Revenue was down 75 percent without the outdoor space. Bauckman could give it up, or he could take KSI's offer -- a generous pile of money and the promise of leasing back the restaurant for at least a year.

"My dad said, 'I'd have let them close me up and I'd just sell worms on the deck.' And I said, 'I don't think I can pay the mortgage with worms.' " Bauckman laughs. "Dad's 74. I really, really thought I'd be here at 74.

"When big development comes, people get rolled over," Bauckman says. On the other hand, KSI wants what Bauckman has -- a magnet for people all along the river, a community of folks who will keep coming to Tim's even after Harbor Station is built.

So now Bauckman finds himself having to trust the developers, and, he figures, KSI has to trust him.

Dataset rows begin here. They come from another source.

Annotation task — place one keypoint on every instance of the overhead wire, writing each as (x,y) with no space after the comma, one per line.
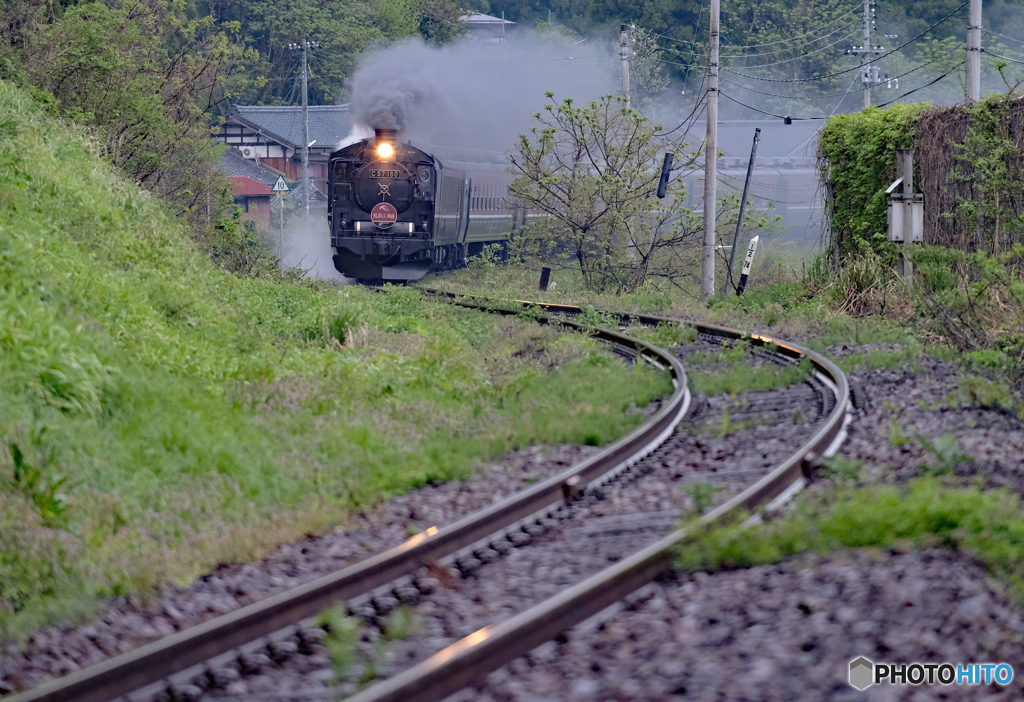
(1001,36)
(799,36)
(856,68)
(1006,58)
(795,58)
(815,97)
(753,55)
(922,87)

For now, it's working. KSI knows its way around the county building. They put some of their lawyers and land-use people at Bauckman's disposal and suddenly, things with the county are going more smoothly and everyone expects Tim's to reopen the deck come springtime. "I know everybody in the whole world," Bauckman says, "but all KSI has to do is say it and they have the people who get it done."

Maybe someday the developer will decide that a ramshackle old crab house doesn't fit with the upscale image they want for their community, though Bauckman makes the case that Tim's Rivershore draws a pretty upscale crowd -- just check out the $1 million boats that pull in every day of the summer.

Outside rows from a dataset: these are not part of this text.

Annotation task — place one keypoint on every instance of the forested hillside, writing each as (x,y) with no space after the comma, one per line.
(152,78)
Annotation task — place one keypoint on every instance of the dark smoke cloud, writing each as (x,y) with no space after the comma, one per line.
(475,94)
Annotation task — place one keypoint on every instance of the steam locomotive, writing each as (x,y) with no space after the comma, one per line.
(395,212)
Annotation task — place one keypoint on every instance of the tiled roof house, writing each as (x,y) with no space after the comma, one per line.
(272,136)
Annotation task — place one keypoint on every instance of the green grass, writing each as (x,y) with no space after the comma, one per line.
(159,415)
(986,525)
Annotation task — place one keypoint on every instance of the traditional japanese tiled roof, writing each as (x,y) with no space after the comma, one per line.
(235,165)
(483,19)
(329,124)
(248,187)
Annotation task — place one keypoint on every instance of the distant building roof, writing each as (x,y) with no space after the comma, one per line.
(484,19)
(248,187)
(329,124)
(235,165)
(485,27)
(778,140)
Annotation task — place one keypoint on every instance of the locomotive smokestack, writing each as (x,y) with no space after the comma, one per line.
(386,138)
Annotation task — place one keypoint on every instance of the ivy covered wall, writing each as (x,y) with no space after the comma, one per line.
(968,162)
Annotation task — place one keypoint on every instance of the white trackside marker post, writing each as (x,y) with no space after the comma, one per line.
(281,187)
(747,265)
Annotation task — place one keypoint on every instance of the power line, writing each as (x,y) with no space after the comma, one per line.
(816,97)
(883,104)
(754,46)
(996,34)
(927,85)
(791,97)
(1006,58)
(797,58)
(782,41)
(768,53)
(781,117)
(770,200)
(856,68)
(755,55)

Maybe in a year or two, KSI will decide that it wants its marina restaurant to be one of those barn-like places with a corporate chef, a cutesy name and shellacked oars as menus, instead of Tim's tables, which are covered with snapshots of his regulars.

In a couple of years, no one who's known Cherry Hill for all these decades will recognize the place. The environmentalists are still fighting to save the peninsula, and there have been some setbacks for the developer. But the train has left the station: Prince William is getting itself one of those big fancy concert halls, and a conference center, and thousands of new jobs, and a big, bright green light for developers. "We're in the transition of becoming more like a Fairfax County," Bauckman says, "and you have businessmen used to doing things the old way and now there's a whole new way."

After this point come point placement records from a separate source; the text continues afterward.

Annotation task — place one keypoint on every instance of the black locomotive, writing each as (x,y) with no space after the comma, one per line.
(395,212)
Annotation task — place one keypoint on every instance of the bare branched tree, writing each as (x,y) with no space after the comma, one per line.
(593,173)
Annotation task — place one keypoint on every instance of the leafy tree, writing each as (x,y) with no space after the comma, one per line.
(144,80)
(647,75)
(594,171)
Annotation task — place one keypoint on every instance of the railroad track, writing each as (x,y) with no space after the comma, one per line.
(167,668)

When the new way catches up to some of the old-timers, Bauckman finds himself giving others on the peninsula the advice he ended up taking himself. "Come up with a number," he tells old Virginians who've owned this land for generations, "something that gets you back on the water, down the river." Down in King George County maybe, though truth be told, the land along the Potomac there is getting way too pricey too, so those who value the river for its catfish and eels are heading even farther south, down to Reedville. Don't be too careful about the number you name, Bauckman advises the others. "The developers have come up to everyone's number," he says. "They've been very easy to get along with."

Tim Bauckman is still serving up catfish and oysters, crabs and shrimp. The boaters still come in, the whole old crowd, even though they know that guy out in the water taking soundings signals the end of something.

"I'm just going along with the river," Bauckman says. "I'm used to going one way, and now the tide's coming in and I've got to go the other way."